CVE-2024-22036 (CVSS 9.1): Critical RCE Vulnerability Discovered in SUSE Rancher

by do son · October 28, 2024

A new vulnerability, CVE-2024-22036, has been disclosed by the SUSE Rancher Security team, highlighting a critical flaw that enables remote code execution (RCE) in Rancher environments. Rated 9.1 on the CVSS scale, this vulnerability presents a significant risk, allowing attackers to exploit cluster and node drivers to escape the chroot jail and gain root access within the Rancher container.

Rancher, a leading open-source container management platform, is widely used in enterprise environments to streamline Kubernetes deployments. This vulnerability directly affects Rancher’s internal mechanisms for managing node drivers, which typically execute with restricted permissions in a “jail” environment. However, the SUSE advisory notes that “the drivers are executed with excessive permissions,” making it possible for attackers to manipulate these drivers for privilege escalation.

Attackers could leverage the following aspects of the vulnerability:

Path Manipulation: During startup, Rancher adds /opt/drivers/management-state/bin to the PATH environment variable, increasing the attack surface for malicious drivers.
Inadequate Ownership: Critical binaries such as /usr/bin/rancher-machine, /usr/bin/helm_v3, and /usr/bin/kustomize are assigned to UID 1001 and GID 127, rather than root, allowing attackers to potentially exploit these files.
Symbolic Links: The lack of file type validation permits symbolic links, enabling attackers to inject malicious drivers by registering these links within the system.

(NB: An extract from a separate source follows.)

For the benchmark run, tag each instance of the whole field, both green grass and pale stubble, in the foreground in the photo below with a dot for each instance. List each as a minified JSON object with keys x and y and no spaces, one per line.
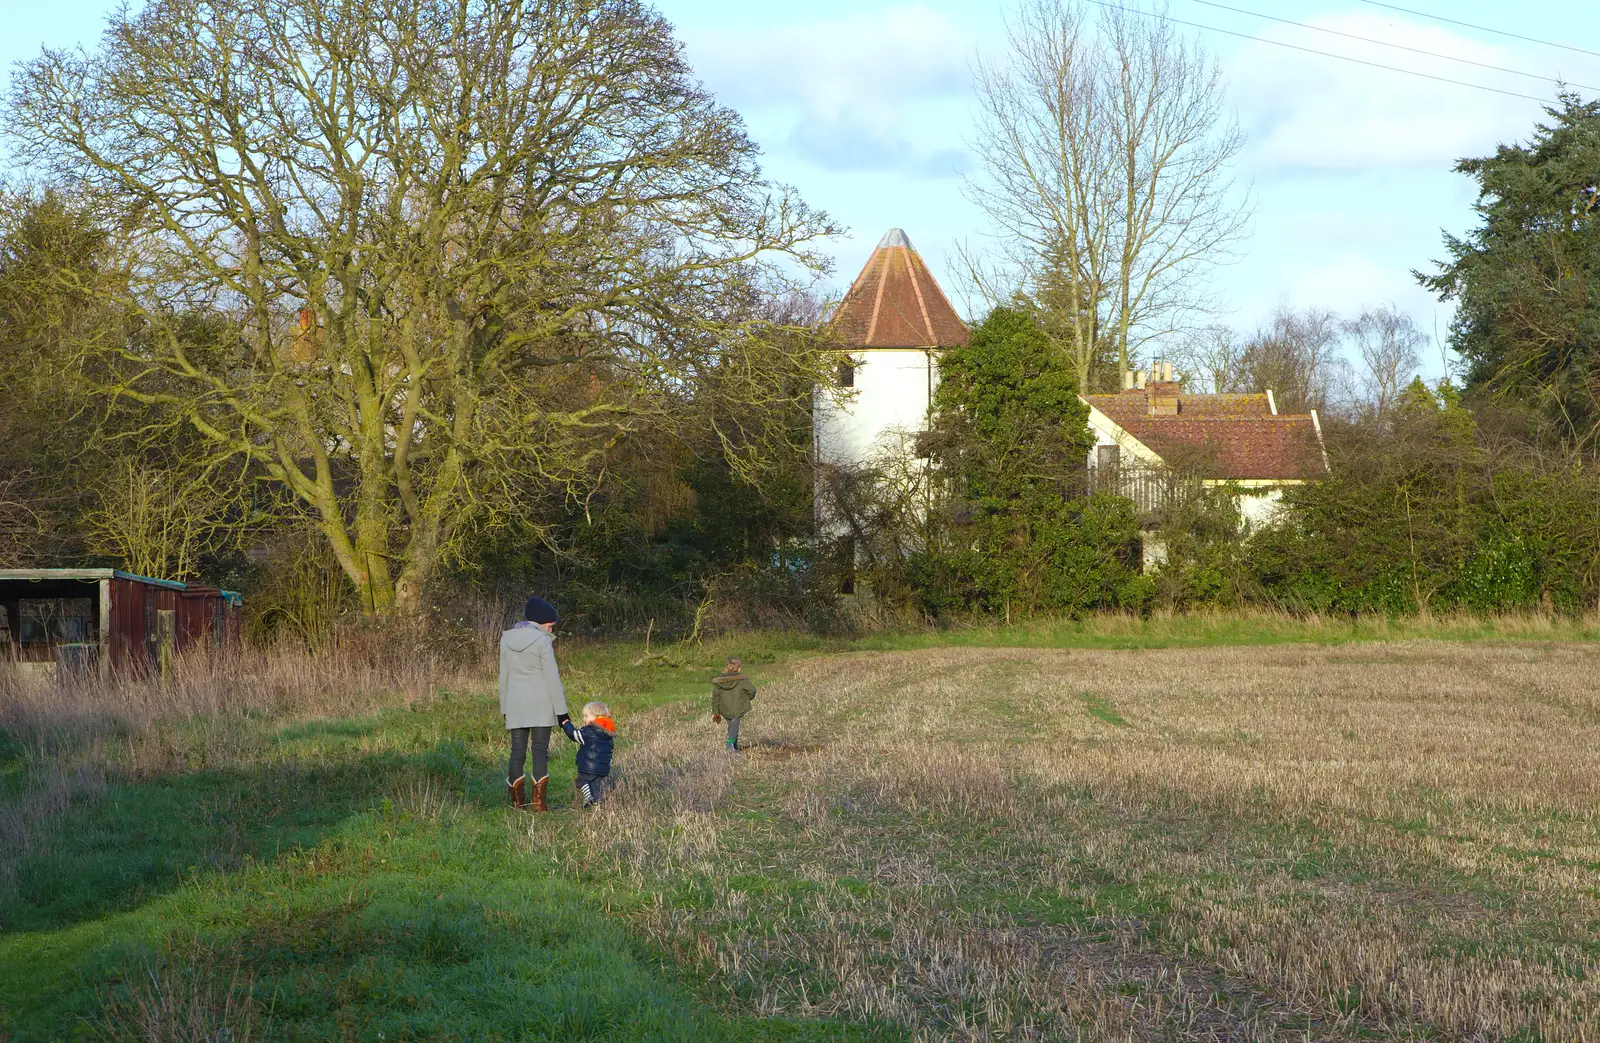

The security advisory warns that “further privilege escalation is possible based on living off the land within the Rancher container itself,” with even greater risks in development and test setups that use privileged Docker containers.

In production settings, attackers could gain root access to the Rancher container and potentially escalate privileges by exploiting tools and configurations within the container. In testing and development environments running with a privileged Docker setup, attackers can escape the container entirely, gaining access to the host system—a serious escalation that compromises the entire infrastructure.

SUSE Rancher has released patches in versions 2.7.16, 2.8.9, and 2.9.3, which address this vulnerability by tightening permission levels and restricting driver functionality. Users are strongly urged to “use trusted drivers only” to mitigate the risk of malicious drivers bypassing security controls.

For those unable to upgrade immediately, the advisory recommends two key workarounds:

Limit Driver Execution to Trusted Sources: Restricting drivers to vetted, trusted sources minimizes the risk of malicious exploitation.
Restrict Admin Privileges: Access should be limited to trusted users only for both Admins and Restricted Admins to reduce potential vectors for unauthorized access.